There hadn’t been any sign beforehand that such a positive commitment would be given, which made it doubly welcome. On the other hand, China is still building new coal-fired power stations at an alarming rate, and subsidies supporting solar PV are coming to an end. We will learn more about China’s true direction of travel when its fourteenth five-year plan is published in March.
In his UN address, Xi Jinping also referenced the coronavirus pandemic, urging countries to use scientific and technological innovation to drive a green recovery. Several have already set out their ambitions to do just that, including here in the UK, where Boris Johnson has announced a ten-point plan for a ‘green industrial revolution’. This includes financial support for offshore wind, but disappointingly not for onshore wind or solar. Overall, the package will see an additional £12 billion of government money spent, which, it is hoped, will in turn generate private investment of more than three times as much.
Enthusiasm has to be tempered somewhat by virtue of the new money being available only over the whole decade up to 2030. By comparison, an expansion to the defence budget involving an extra spend of £4 billion each year over the next four years was announced just a few days later.
A key aspect of Johnson’s 10-point plan for green industry is that it is projected to add 250,000 jobs to the UK economy, mostly in areas that will help to redress the nation’s regional imbalances.
Employment creation and regional regeneration is central to Biden’s plans as well: his plan claims that ‘If executed strategically, our response to climate change can create more than 10 million well-paying jobs in the United States that will grow a stronger, more inclusive middle class enjoyed by communities across the country, not just in cities along the coasts.’
The emphasis on job creation is astute.
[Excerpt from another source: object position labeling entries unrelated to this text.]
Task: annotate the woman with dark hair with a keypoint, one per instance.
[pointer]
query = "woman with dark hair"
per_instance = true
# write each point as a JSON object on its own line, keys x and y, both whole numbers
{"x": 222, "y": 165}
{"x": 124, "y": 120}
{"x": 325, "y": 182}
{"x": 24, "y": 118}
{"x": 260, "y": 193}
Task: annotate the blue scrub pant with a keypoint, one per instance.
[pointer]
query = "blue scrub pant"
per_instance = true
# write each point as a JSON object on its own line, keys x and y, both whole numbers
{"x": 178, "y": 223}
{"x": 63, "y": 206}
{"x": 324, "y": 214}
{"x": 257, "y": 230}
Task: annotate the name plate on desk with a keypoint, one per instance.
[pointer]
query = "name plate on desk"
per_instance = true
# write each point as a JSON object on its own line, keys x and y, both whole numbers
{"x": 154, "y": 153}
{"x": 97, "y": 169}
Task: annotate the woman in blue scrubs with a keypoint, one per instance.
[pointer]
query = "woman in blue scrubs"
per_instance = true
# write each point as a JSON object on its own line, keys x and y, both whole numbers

There are still plenty of people who do not feel they are immediately affected by climate change, but a lot of them are concerned about the prospects of work, particularly after the pandemic.
Across the channel, the EU has announced its own stimulus package — at €1.8 trillion, its largest ever — to help its members recover from the effects of the pandemic. Of this fund, nearly a third will be dedicated to fighting climate change.
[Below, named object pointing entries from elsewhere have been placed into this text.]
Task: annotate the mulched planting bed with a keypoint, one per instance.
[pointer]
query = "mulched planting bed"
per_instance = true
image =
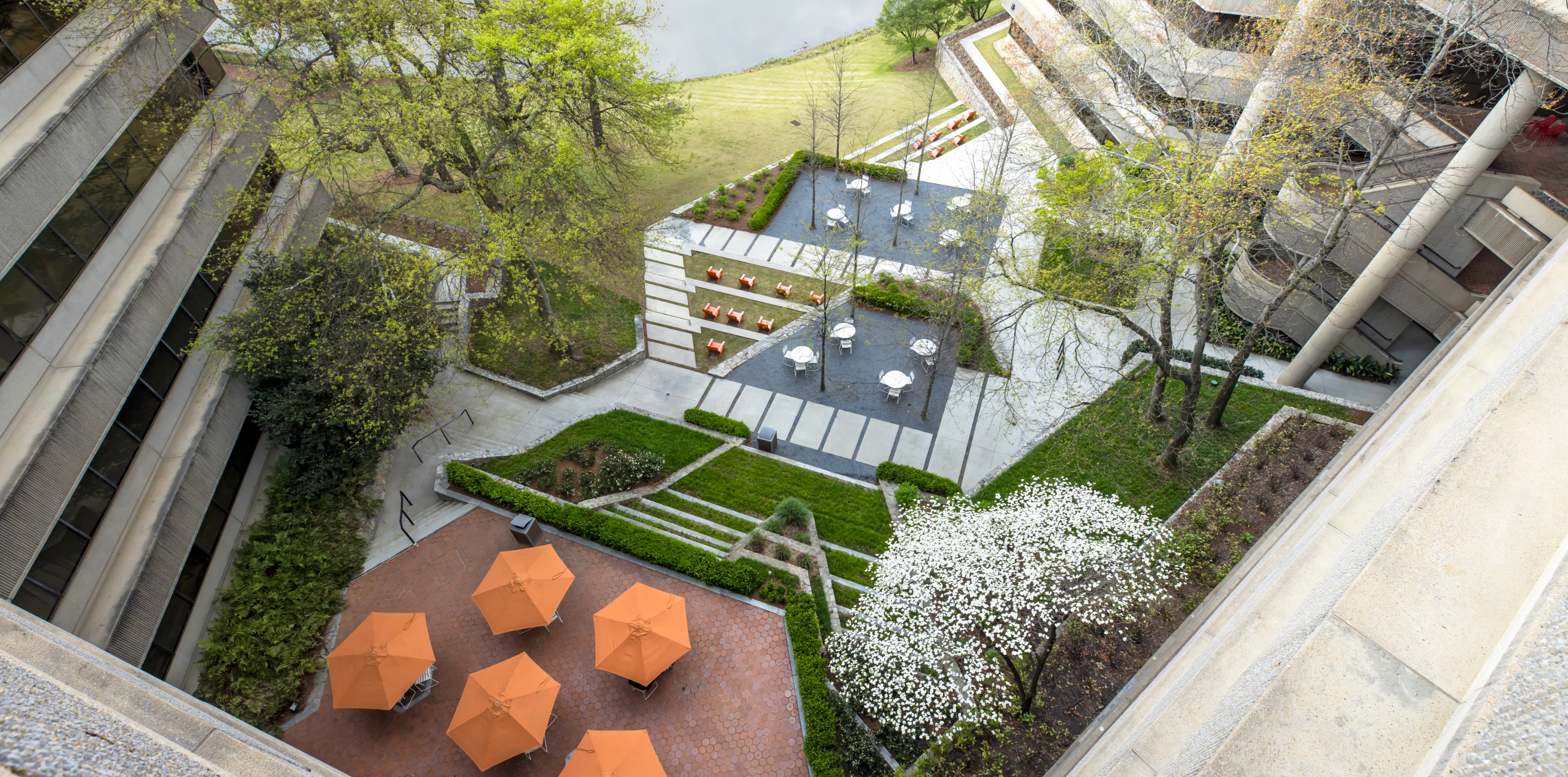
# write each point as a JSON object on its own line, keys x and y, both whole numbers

This broad shift in political perspective around the world has been mirrored in how green energy production is perceived by investors. Not long ago, the ability to store coal and oil to cover peaks in demand was touted as an advantage over renewables. However, as multiple countries introduced lockdowns and demand for energy plummeted, capacity was quickly filled. Even once demand picked up again, and in spite of oil and coal prices remaining at their lowest levels for decades, renewable sources offered the most competitively priced electricity as they took up the slack.
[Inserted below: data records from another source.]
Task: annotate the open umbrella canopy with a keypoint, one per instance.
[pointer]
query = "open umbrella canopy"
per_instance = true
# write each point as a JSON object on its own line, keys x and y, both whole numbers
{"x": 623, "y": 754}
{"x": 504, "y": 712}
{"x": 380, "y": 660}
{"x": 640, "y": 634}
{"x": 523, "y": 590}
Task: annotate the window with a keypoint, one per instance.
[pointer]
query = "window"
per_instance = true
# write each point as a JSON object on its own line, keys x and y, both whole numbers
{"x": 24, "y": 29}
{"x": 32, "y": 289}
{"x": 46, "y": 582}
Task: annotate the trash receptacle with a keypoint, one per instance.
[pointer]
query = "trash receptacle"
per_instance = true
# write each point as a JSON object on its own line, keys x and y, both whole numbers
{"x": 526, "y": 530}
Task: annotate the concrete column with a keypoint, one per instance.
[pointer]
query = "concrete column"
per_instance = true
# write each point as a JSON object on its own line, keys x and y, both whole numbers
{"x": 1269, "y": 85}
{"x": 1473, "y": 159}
An IEA (International Energy Agency) report published in November found that although the pandemic had led overall energy demand to decline by 5%, demand for electricity from renewable sources had increased by 1%. The report also highlighted the attractiveness of renewables to investors, the global value of shares in solar companies having doubled in value between December 2019 and October 2020.
Although there are numerous holes that can be picked in the various plans, and polluting industries continue to receive more than their fair share of subsidies, the general direction of travel is encouraging. As Dulas’ Managing Director Ruth Chapman puts it: “While those of us in the industry have always believed that renewables are the only viable source of energy for the future, it is gratifying that mainstream political opinion now sees them not only in relation to climate change but as solutions to fundamental economic problems. The post-COVID ‘new normal’ has seen renewables arrive at the front and centre of political thinking”.